Over a 60-year span, the Broncos and the Raiders have collided at a dozen different sites – including former Olympic stadiums (one in Spain), baseball parks in San Francisco and Denver, a football stadium named in honor of an undertaker (Frank Youell), college and high school football fields in Nebraska, Oregon, the state capital of California, a coliseum in Los Angeles and a mausoleum in Oakland.
But on Sunday for the first time since beginning long ago and far away, the Clash of the Abhorred Antagonists will be conducted at “The Death Star."
May the force be with you, Broncos.
The teams have played games in front of 90,000 and 75,000 and 7,000 and 5,000, but the Raiders and the Broncos never have played in front of nobody before Sunday’s game.
The crowd at a Mandalay Bay casino blackjack table will be larger than the gathering at the nearby football edifice.
Welcome to Paradise, Nev.
Under normal circumstances, more than 25,000 Coloradans would travel this weekend to the Broncos’ inaugural game in Las Vegas. Obviously, these times are abnormal. On an afternoon flight this Friday from Denver to Vegas that would have been full a year ago, 84 seats are vacant. Tourists won’t be able to see the Broncos vs. the Raiders or Christina Aguilera, but tickets still are available for the Piff The Magic Dragon act at the Flamingo. Gamblers from Denver can line up at the windows in the world’s largest sportsbook at the Westgate Resort and bet on the Broncos, presently 5-point underdogs, and watch the game on a 20-foot TV screen.
It will not be like the good, and bad, old days of the Broncos-Raiders rivalry.
Oakland-Alameda Coliseum is a relic, and these are not the Broncos and Raiders of the 1977 season – “It’s all over, Fat Man,’’ Tom Jackson told John Madden – and the AFC Championship at Mile High Stadium. This is not 1960 when the Oakland Raiders flummoxed the Broncos across the bay at Candlestick Park. This is not John Elway beating the Raiders 21-10 with 90,153 folks in the L.A. Coliseum in 1986.

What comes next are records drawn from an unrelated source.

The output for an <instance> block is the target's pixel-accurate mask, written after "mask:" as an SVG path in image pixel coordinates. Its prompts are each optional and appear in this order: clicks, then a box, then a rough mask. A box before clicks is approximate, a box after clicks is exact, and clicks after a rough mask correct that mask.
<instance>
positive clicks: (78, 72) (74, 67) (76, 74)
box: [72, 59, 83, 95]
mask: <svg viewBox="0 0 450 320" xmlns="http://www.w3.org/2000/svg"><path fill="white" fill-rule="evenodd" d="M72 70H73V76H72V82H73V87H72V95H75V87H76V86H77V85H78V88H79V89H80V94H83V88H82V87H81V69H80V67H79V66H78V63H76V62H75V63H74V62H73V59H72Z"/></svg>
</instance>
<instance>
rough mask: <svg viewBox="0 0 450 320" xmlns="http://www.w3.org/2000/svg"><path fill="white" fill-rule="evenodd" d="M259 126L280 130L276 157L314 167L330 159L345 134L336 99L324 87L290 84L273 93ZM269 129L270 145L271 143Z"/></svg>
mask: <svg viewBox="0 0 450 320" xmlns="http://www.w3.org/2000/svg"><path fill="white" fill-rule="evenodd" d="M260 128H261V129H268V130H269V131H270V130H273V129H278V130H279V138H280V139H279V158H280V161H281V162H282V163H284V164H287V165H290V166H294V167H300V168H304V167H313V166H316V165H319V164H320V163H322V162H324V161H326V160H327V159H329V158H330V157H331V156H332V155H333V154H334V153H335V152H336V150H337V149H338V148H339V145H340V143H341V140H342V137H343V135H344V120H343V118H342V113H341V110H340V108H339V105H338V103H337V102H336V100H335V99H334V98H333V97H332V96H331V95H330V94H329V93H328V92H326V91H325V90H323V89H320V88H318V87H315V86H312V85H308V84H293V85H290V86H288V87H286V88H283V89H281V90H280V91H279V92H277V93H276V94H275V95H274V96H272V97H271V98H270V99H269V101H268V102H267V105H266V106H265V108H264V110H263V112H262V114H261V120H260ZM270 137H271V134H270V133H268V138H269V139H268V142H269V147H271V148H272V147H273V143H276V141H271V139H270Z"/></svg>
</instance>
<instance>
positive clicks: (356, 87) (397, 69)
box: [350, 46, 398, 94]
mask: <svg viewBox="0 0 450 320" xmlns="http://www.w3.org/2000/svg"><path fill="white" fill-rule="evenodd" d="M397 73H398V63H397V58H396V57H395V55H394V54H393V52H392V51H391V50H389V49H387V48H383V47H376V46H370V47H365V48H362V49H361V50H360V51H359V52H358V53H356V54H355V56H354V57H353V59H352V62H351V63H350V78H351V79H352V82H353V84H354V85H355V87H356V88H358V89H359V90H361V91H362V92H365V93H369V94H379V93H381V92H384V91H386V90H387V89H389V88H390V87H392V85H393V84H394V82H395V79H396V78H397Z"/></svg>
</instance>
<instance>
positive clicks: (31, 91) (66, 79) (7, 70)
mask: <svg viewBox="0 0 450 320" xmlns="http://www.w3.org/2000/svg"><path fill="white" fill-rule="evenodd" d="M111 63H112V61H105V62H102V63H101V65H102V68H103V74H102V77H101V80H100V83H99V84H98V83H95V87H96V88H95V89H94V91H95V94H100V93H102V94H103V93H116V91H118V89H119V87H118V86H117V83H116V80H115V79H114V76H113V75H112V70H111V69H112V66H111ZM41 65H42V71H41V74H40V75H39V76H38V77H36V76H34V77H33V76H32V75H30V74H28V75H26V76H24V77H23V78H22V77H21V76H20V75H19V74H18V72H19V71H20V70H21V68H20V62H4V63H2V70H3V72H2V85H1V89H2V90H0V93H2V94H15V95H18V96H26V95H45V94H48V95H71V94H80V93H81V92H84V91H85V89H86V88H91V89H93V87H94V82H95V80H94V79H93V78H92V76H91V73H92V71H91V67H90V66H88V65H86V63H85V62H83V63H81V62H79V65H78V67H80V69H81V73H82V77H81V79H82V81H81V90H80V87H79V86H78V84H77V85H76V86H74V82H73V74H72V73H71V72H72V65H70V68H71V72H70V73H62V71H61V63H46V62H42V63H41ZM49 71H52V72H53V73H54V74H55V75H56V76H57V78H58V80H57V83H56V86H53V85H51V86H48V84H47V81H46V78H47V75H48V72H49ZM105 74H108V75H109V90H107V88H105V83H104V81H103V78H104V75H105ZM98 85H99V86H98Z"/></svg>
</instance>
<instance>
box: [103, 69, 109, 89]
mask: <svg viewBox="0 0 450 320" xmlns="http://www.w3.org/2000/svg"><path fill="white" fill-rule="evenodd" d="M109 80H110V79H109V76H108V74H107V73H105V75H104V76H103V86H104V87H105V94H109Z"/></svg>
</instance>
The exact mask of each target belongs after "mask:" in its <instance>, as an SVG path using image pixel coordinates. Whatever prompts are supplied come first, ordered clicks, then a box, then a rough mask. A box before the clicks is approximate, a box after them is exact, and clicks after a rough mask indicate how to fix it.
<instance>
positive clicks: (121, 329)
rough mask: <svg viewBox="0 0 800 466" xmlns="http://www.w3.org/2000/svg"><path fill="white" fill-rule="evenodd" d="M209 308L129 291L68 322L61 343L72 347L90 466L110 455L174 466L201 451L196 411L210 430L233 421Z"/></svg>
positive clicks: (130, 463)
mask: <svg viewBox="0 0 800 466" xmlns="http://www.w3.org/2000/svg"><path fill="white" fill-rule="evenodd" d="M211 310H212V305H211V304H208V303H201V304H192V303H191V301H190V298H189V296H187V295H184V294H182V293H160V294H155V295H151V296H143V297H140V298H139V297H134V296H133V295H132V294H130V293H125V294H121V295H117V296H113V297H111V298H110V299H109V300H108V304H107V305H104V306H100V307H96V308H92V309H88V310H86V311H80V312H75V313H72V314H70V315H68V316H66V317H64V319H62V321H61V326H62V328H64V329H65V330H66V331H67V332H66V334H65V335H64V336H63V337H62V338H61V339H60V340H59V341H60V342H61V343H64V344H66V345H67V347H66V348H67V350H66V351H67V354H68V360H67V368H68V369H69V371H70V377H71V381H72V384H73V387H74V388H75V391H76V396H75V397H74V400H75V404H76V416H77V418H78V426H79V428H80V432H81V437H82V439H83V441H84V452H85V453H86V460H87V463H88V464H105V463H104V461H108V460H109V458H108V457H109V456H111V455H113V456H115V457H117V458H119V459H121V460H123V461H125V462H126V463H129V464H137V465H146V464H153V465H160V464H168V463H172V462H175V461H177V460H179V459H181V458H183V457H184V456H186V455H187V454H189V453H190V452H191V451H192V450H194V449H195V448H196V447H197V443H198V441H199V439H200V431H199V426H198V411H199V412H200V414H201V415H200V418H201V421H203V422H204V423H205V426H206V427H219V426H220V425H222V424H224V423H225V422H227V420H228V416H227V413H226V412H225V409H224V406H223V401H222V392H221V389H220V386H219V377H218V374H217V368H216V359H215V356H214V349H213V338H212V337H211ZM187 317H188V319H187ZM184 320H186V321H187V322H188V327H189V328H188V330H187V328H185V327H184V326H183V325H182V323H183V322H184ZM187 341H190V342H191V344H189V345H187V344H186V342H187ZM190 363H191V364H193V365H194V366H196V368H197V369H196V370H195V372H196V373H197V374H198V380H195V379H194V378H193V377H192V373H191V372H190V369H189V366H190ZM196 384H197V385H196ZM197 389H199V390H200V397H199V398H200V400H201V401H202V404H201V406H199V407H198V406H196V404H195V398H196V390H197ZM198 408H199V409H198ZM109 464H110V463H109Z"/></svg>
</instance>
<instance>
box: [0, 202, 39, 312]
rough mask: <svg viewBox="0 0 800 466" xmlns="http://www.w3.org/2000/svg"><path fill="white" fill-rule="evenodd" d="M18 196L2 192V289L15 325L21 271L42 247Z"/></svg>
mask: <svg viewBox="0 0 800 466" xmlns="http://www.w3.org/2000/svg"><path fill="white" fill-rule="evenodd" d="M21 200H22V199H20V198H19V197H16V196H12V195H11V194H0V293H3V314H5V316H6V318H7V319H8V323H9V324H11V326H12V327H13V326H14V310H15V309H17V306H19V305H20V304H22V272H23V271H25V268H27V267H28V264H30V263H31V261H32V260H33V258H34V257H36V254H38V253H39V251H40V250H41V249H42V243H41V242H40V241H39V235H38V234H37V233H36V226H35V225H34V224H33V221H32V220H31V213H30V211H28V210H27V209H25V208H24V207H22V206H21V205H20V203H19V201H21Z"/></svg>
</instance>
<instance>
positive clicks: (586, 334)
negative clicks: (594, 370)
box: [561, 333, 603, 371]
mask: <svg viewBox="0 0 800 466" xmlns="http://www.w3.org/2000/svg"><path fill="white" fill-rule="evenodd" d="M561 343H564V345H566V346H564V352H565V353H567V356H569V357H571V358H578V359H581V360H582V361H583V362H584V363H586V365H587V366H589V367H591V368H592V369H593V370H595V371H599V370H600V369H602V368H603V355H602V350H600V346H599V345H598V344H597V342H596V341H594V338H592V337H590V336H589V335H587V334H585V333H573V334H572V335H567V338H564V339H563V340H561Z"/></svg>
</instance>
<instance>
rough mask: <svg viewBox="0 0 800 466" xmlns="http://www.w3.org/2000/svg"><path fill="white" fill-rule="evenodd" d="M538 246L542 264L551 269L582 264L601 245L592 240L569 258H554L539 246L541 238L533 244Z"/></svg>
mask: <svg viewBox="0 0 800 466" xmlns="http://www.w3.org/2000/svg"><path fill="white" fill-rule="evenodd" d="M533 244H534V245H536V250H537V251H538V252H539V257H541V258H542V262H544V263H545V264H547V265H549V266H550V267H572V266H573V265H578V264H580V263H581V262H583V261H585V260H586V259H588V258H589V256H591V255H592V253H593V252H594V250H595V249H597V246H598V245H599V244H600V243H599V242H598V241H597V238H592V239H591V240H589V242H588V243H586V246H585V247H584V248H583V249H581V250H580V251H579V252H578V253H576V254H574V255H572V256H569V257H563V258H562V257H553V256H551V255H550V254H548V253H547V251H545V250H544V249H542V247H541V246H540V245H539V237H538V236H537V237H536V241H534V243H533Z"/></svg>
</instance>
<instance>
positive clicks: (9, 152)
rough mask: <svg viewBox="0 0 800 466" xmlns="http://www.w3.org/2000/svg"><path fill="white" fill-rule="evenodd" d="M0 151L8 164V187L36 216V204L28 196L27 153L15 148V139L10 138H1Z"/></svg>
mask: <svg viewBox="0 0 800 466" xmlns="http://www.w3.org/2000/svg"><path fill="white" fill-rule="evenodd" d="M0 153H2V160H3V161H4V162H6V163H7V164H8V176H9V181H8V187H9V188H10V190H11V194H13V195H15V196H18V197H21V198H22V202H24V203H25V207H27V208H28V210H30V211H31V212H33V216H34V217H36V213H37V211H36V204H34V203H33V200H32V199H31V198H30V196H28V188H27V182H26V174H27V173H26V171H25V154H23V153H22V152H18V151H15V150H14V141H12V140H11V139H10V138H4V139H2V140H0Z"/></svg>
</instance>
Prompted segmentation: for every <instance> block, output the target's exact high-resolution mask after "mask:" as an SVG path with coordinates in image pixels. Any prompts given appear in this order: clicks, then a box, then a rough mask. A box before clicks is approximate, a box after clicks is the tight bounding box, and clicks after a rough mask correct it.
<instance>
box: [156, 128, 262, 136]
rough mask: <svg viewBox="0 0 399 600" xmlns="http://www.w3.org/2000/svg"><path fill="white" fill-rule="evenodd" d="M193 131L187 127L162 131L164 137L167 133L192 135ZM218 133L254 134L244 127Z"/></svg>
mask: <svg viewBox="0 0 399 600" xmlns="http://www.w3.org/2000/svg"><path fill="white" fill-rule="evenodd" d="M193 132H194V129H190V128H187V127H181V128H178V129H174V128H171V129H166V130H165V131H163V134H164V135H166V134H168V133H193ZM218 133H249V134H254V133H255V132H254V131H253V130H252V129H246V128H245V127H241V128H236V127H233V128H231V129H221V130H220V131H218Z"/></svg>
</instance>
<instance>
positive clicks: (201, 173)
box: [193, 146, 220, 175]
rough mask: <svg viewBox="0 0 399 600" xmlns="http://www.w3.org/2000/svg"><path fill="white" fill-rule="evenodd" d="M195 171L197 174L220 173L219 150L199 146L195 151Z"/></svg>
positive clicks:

This is not a '60s exhibition between the American Football League enemies in North Platte, Neb., or Stockton, California. This is not Mike Shanahan coaching for the Raiders vs. the Broncos or Shanahan coaching the Broncos vs. the Raiders and offering a backup quarterback $200 during warmups if he could hit Al Davis in the back with a pass.
This is not Tim Tebow making his debut as the Broncos’ starting quarterback in Oakland in 2010 and losing 39-23 or returning to the Coliseum the next year and winning 38-24. This is not Peyton Manning defeating the Raiders in all seven games while with the Broncos. In one he led the Broncos to a 47-14 victory.
This is not even the Broncos winning 16-15 last December in Denver.
These are not the Orange Crush or No-Fly-Zone Broncos, and these are not the Broncos or the Raiders of Lyle Alzado. These are not the Raiders of The Mad Stork, Ken “The Snake" Stabler and Dave Casper, “The Ghost’’. These are not the Broncos of Frank Tripucka, Randy Gradishar, Rich “Tombstone’’ Jackson or Steve Atwater, the Smiling Assassin.
These are not the Broncos and the Raiders of 121 previous games, 65 won by the Raiders.
Broncos wide receivers Jerry Jeudy and K.J. Hamler weren’t alive when the team won its first two Super Bowls. Drew Lock, who turned 24 on Tuesday, was 2 when Elway played his final game.
Tight end Jason Witten, at 38, is the only Raiders player born before the franchise won its last Super Bowl at the end of the 1983 season.
None of the Raiders know that Al Davis, whose son is current owner Mark Davis, was once introduced before a game to a costumed Darth Vader, and he had no idea who the character was.
Yet Mark, upon viewing Allegiant Stadium upon completion, nicknamed it “The Death Star." He didn’t realize that space station was destroyed twice in the "Star Wars" movies.
Sunday is the start of a new saga in the epic history of the Raiders and the Broncos, AFC originals who eventually reached a combined 13 Super Bowls and won six NFL titles.
This is Episode CXXII and No. 1 in Las Vegas.